Dilma defendeu que organismos multilaterais, como a ONU, o Fundo Monetário Internacional (FMI) e o Banco Mundial assumam a tarefa de coordenar a ação monetária e fiscal de seus membros, como forma de impedir o aprofundamento da recessão e de controlar a chamada guerra cambial.
Na entrevista coletiva que concedeu no hotel St. Regis, onde está hospedada, depois de seu discurso na ONU, Dilma afirmou que o Brasil teve que se defender da chamada guerra cambial por meio de uma adoção de um novo mix de juros e câmbio. “Tivemos que procurar nos defender”, afirmou a presidente. “Nós mudamos o mix câmbio-juros”, afirmou
Ela não detalhou o que seria esse novo mix de juros e câmbio.

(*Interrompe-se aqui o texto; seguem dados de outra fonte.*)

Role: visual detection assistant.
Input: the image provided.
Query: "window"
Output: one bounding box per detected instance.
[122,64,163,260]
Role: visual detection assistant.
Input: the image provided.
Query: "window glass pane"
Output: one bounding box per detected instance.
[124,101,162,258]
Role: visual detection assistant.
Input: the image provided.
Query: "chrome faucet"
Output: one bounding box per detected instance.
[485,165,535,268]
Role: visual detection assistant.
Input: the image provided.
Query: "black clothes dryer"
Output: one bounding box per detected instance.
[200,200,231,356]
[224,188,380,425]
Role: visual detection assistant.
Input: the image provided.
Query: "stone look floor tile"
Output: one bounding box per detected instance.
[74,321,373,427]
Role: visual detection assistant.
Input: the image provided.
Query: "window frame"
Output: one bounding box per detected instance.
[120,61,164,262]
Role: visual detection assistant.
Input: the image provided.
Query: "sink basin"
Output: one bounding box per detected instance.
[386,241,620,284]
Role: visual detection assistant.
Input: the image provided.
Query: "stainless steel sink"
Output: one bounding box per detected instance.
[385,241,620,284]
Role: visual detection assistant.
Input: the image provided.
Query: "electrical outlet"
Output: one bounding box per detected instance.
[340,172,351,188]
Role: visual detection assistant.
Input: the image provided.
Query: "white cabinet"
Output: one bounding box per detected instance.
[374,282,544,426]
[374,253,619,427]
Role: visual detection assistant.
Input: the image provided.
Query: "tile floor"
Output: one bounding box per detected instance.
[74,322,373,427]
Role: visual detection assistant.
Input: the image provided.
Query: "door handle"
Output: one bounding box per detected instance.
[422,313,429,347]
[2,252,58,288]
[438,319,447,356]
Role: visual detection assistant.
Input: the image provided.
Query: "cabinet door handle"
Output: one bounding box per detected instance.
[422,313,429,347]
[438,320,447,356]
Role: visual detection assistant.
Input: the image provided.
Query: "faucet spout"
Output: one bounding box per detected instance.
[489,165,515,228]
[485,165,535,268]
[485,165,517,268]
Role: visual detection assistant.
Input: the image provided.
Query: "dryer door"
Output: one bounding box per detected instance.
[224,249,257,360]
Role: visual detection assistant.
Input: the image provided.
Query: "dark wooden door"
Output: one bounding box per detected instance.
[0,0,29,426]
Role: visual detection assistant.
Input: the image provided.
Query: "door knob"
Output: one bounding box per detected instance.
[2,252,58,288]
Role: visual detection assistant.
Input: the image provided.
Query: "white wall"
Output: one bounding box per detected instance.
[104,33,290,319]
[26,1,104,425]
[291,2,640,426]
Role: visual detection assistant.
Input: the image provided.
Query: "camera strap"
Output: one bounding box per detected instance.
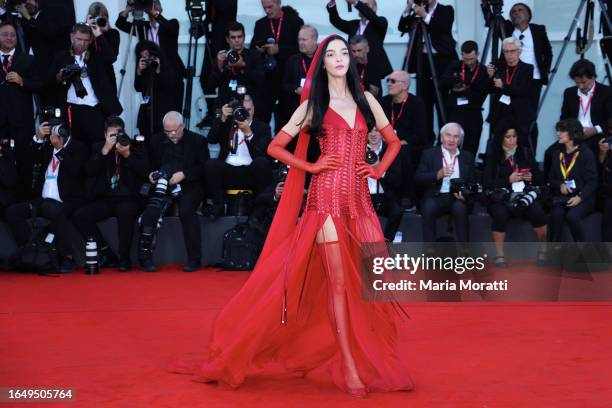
[268,11,285,46]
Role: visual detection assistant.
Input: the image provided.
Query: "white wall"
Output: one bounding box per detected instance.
[88,0,604,157]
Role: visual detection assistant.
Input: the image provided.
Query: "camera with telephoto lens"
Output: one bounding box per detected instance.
[228,86,249,122]
[450,178,482,198]
[227,50,240,65]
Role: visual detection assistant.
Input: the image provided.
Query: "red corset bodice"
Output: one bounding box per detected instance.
[306,108,374,218]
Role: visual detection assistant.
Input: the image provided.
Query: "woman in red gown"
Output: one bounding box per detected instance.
[174,35,413,397]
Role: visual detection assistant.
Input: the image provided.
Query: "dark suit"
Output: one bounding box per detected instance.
[6,139,87,256]
[414,146,474,242]
[206,118,272,203]
[487,60,538,152]
[398,3,458,144]
[0,49,42,197]
[47,35,123,147]
[327,2,393,78]
[72,142,151,261]
[441,61,489,155]
[146,130,210,261]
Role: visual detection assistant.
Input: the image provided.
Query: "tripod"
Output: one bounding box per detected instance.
[402,17,446,134]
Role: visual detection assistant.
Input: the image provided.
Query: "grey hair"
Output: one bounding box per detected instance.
[440,122,465,144]
[502,37,523,50]
[349,34,370,47]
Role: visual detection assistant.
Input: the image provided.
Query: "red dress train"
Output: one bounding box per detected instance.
[173,108,413,391]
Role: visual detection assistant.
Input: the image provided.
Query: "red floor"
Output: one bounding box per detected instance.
[0,268,612,408]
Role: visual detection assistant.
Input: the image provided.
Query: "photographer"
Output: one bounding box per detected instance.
[15,0,73,107]
[398,0,459,145]
[414,123,474,242]
[6,122,87,272]
[115,0,186,95]
[350,35,384,98]
[548,119,597,242]
[327,0,392,78]
[251,0,304,129]
[200,22,264,115]
[145,112,210,272]
[283,25,319,118]
[441,41,489,157]
[48,24,123,147]
[366,128,403,242]
[85,1,121,92]
[487,37,538,154]
[72,116,151,271]
[0,23,42,198]
[483,120,547,268]
[134,41,183,145]
[381,71,426,209]
[205,95,272,217]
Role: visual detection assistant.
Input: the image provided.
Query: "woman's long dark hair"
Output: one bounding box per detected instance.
[306,35,376,137]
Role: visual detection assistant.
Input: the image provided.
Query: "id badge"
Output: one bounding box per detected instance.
[512,180,525,193]
[440,177,450,193]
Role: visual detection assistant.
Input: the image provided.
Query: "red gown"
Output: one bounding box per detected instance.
[174,108,413,391]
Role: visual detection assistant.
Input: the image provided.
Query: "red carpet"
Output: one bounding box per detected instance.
[0,268,612,408]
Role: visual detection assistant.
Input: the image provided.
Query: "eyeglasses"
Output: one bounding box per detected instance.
[164,125,183,136]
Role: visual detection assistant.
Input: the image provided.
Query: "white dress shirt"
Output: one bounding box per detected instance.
[512,26,541,79]
[66,54,99,107]
[225,119,253,166]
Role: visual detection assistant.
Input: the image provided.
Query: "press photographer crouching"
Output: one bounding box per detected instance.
[414,123,479,242]
[483,120,547,268]
[48,23,123,148]
[72,116,151,271]
[6,118,87,272]
[134,41,183,142]
[548,119,597,242]
[205,93,272,218]
[138,111,210,272]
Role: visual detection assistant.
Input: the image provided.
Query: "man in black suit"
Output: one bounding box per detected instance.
[487,37,538,156]
[0,23,42,197]
[350,35,383,98]
[11,0,74,106]
[544,59,612,175]
[205,95,272,217]
[6,122,87,272]
[441,41,489,156]
[283,25,319,119]
[251,0,304,129]
[414,122,474,242]
[115,0,186,96]
[145,112,210,272]
[398,0,458,144]
[47,24,123,147]
[367,128,402,242]
[381,71,431,209]
[327,0,392,78]
[72,116,151,271]
[200,22,267,116]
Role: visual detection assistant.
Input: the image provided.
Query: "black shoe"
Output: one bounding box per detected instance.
[140,259,157,272]
[117,259,132,272]
[98,248,118,269]
[183,259,200,272]
[60,257,76,273]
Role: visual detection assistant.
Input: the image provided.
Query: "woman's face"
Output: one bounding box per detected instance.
[503,129,518,149]
[557,130,570,144]
[324,40,351,77]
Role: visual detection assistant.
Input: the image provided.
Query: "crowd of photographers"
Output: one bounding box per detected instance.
[0,0,612,271]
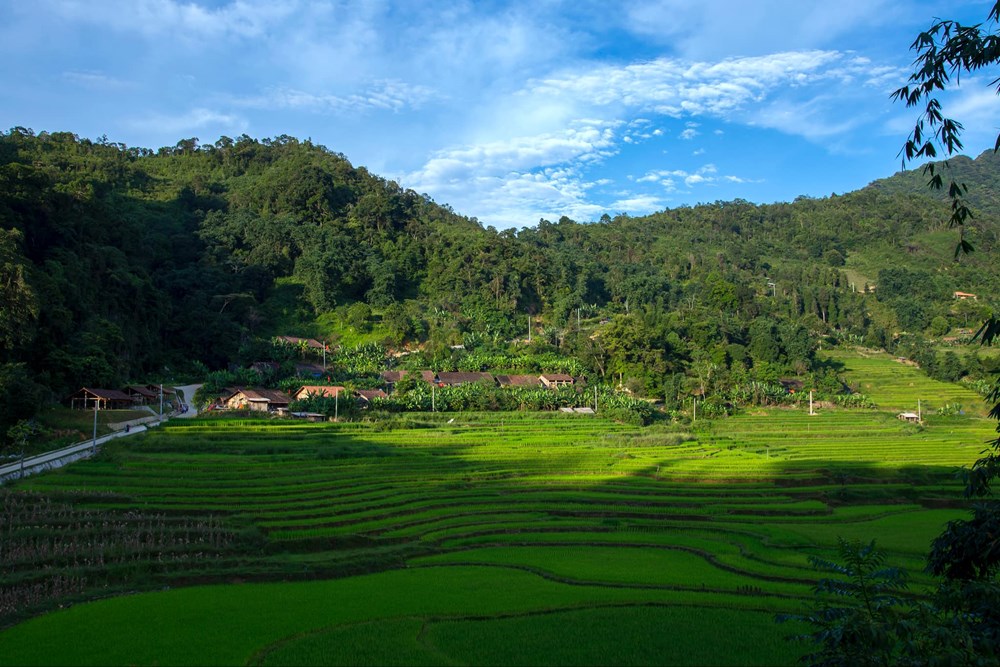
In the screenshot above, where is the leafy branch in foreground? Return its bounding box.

Nos últimos meses, porém, o governo impôs medidas de controles de capitais, e o Banco Central passou a atuar mais forte no mercado cambial, levando à desvalorização do real, ao mesmo tempo em que reduzia os juros básicos da economia para os menores níveis da história.
Dilma falou da atitude “defensiva” brasileira ao descrever a chamada guerra cambial e ao propor que os países adotem um novo pacto de crescimento, dois temas preponderantes em seu discurso na abertura da ONU.
Didaticamente, explicou que a maciça expansão monetária feita por países desenvolvidos está levando à desvalorização de suas moedas e à valorização da taxa de câmbio dos países emergentes. “A moeda desvalorizada é um dos mais conhecidos instrumentos de competição internacional”, disse ela para os jornalistas. “Apesar de não estar previsto [nas regras comerciais internacionais] como um elemento artificial de concorrência, é um elemento artificial de concorrência”, afirmou.
A presidente brasileira rechaçou as acusações de que o Brasil está caminhando para o protecionismo. Dilma citou um ranking recente divulgado pela Global Trade Alert qua mostra que o Brasil impõe menos medidas classificadas como protecionistas do que outros países ocidentais e que, quando consideradas as medidas de liberalização, o país aparece como um dos que menos fecharam sua economia.
“Os países deveriam formar um novo pacto em vez de apontar o dedo uns par aos outros”, disse. Segundo ela, os países deveriam encontrar políticas de recuperação que, quando adotadas, não atinjam uns aos outros.
Dilma informou aos jornalistas que o acordo para a compra de aviões da Embraer foi um dos temas discutidos em telefonema com o primeiro-ministro da Turquia, Recep Erdogan. Questionada se houve avanços na negociação, ela disse que “sim”. “Agora está naquela fase de discutir os preços”, disse a presidente, sem fornecer mais detalhes. Além de Embraer, outro tema discutido com o primeiro-ministro turco foi a crise da Síria. Segundo ela, o Irã não foi tema de discussão.
A presidente negou que tenha discutido um acordo de livre comércio em reunião na segunda-feira com o presidente da Comissão Europeia, José Manuel Durão Barroso. “Acordo de livre comércio seria um tema do Mercosul”, disse, procurando deixar claro que não está atropelando os demais membros do bloco econômico regional.
Na segunda-feira, o ministro das Relações Exteriores, Antônio Patriota, havia sugerido que a conversa de Dilma com Durão foi para retomar as negociações de livre comércio entre União Europeia e Mercosul. “Vamos tentar agendar uma reunião negociadora do acordo birregional entre Mercosul e União Europeia no mês de outubro. E deverá ser organizada uma reunião de cúpula entre Brasil e União Europeia, um compromisso anual que a princípio fica para janeiro de 2013”, disse Patriota. Apesar de negar negociações para esse acordo de livre comércio, Dilma destacou a importância de aprofundar as relações comerciais entre o Brasil e a Europa.